Sombra blanda, sedosa, en ángulo de tinieblas –fósforo verdoso de los ojos–, desenvaina la garra retráctil, rasca las tablas del piso. Sin tierra ni ceniza ni hojas para tapar sus huellas, lento, metódico, rasca. «Decididamente los gatos y los chinos pertenecen a una civilización muy antigua… ¡Oh, que no se me olvide esta intuición maravillosa del sueño y su licor! Los gatos como los chinos pertenecen a una civilización muy antigua. La luna se adelgaza en sus gargantas. ¡Ved su música!».

Rasca la garra retráctil, tapando sus huellas.

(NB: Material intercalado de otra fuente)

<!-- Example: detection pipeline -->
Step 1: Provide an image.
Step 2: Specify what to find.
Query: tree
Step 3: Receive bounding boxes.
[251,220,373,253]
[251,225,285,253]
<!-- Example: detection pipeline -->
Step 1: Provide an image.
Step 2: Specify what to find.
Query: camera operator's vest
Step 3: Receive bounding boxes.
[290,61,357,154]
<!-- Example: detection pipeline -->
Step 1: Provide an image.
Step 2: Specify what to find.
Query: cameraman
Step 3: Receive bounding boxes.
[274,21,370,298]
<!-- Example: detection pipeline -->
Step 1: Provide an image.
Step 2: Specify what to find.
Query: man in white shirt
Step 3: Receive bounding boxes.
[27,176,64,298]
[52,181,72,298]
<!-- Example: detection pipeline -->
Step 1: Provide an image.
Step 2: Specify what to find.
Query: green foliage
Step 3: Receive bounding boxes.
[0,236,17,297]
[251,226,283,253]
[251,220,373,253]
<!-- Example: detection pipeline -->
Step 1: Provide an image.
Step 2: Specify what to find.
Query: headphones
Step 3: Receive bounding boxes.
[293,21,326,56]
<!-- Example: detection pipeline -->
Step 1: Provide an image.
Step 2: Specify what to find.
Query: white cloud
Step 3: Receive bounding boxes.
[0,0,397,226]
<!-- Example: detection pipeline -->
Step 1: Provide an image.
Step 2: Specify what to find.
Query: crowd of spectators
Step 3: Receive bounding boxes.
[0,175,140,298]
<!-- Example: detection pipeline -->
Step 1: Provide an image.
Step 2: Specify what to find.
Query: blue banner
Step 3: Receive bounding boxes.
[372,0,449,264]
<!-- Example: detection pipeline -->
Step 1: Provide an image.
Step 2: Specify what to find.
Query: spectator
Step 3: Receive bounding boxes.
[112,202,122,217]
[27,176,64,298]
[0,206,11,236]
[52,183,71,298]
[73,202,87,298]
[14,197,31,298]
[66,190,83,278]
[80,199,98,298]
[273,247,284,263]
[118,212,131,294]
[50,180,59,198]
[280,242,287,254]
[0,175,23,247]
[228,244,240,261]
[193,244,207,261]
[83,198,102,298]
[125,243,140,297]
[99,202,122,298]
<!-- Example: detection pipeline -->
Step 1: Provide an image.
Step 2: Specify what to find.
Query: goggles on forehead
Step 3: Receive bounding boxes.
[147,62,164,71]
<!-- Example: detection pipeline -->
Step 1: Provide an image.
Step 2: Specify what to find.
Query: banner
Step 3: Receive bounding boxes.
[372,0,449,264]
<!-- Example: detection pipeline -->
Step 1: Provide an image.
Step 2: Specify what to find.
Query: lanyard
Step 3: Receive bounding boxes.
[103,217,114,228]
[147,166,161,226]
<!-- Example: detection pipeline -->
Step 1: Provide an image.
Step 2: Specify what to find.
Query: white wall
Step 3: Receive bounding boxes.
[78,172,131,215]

Abrió ojos desmesurados. Mana de vaca negra, de las ubres de las sombras, como si le mordieran un pezón al misterio, claridad lechosa, donde posa su pie el mundo de las imágenes. Rostro de mujer, gris perla, muslo derramado. Grupa de ola, bañando de carne falo espolón de roca. La imagen la sostiene él, y la expulsa como en un juego. Pero una se le queda fija y le oprime y opaca su ojo abierto y desnudo, como si la luna se cayera de pronto muerta en la pupila del cielo. Tiene miedo y se estremece y grita. Su voz es su voz. Le dañan las objetivaciones. Las objetivaciones quieren un altar. Imponen ellas y son tiranas. Se nutren del que las crió. A expensas de él. Agostándolo.

Despertó cansado, dolorido. «Todo me es igual». Era él simplemente un mediocre desquiciado. Pero ¿la comprensión no supera a la realidad? ¡Ah, si él no se hubiese planteado a sí mismo como problema! ¡Ahora no había para él sitio sobre la tierra. A veces, rebalsado de goces cenestésicos, descubría en sí mismo algo muy bello y profundo que criaba él dentro de su alma! «¡Vivid en peligro!». Esta frase dicha por un atormentado le quitó la firmeza sobre la tierra. Creyó ver en esas palabras un amor inmenso para la vida, para la tierra, para el cieno semillero. Y anduvo como un niño; pero no era él un niño. Pendía de la tierra que lo sustentaba con lo religioso. Y le había dejado de pronto sólo. Y se llenó de angustia. Tenía ya un alma de suicida.

Un hombre no puede ser un héroe amputándose; no es el héroe algo individual sino colectivo con un hombre fundamento. Aquí estaba el error del gringo Nietzsche. El héroe huye del arco tenso de sangre disparado por el alma colectiva; por ello deshumanizado, deificado. El error fue confundir al niño pagano, animador de la tierra, con el adolescente religioso, que ya no puede ser niño y que depende de la tierra porque tiene un Dios.

Se aburrió de tales problemas.

La red de sus pensamientos había cazado varios mosquitos. Dio un manotazo en el aire. Lo disipó todo.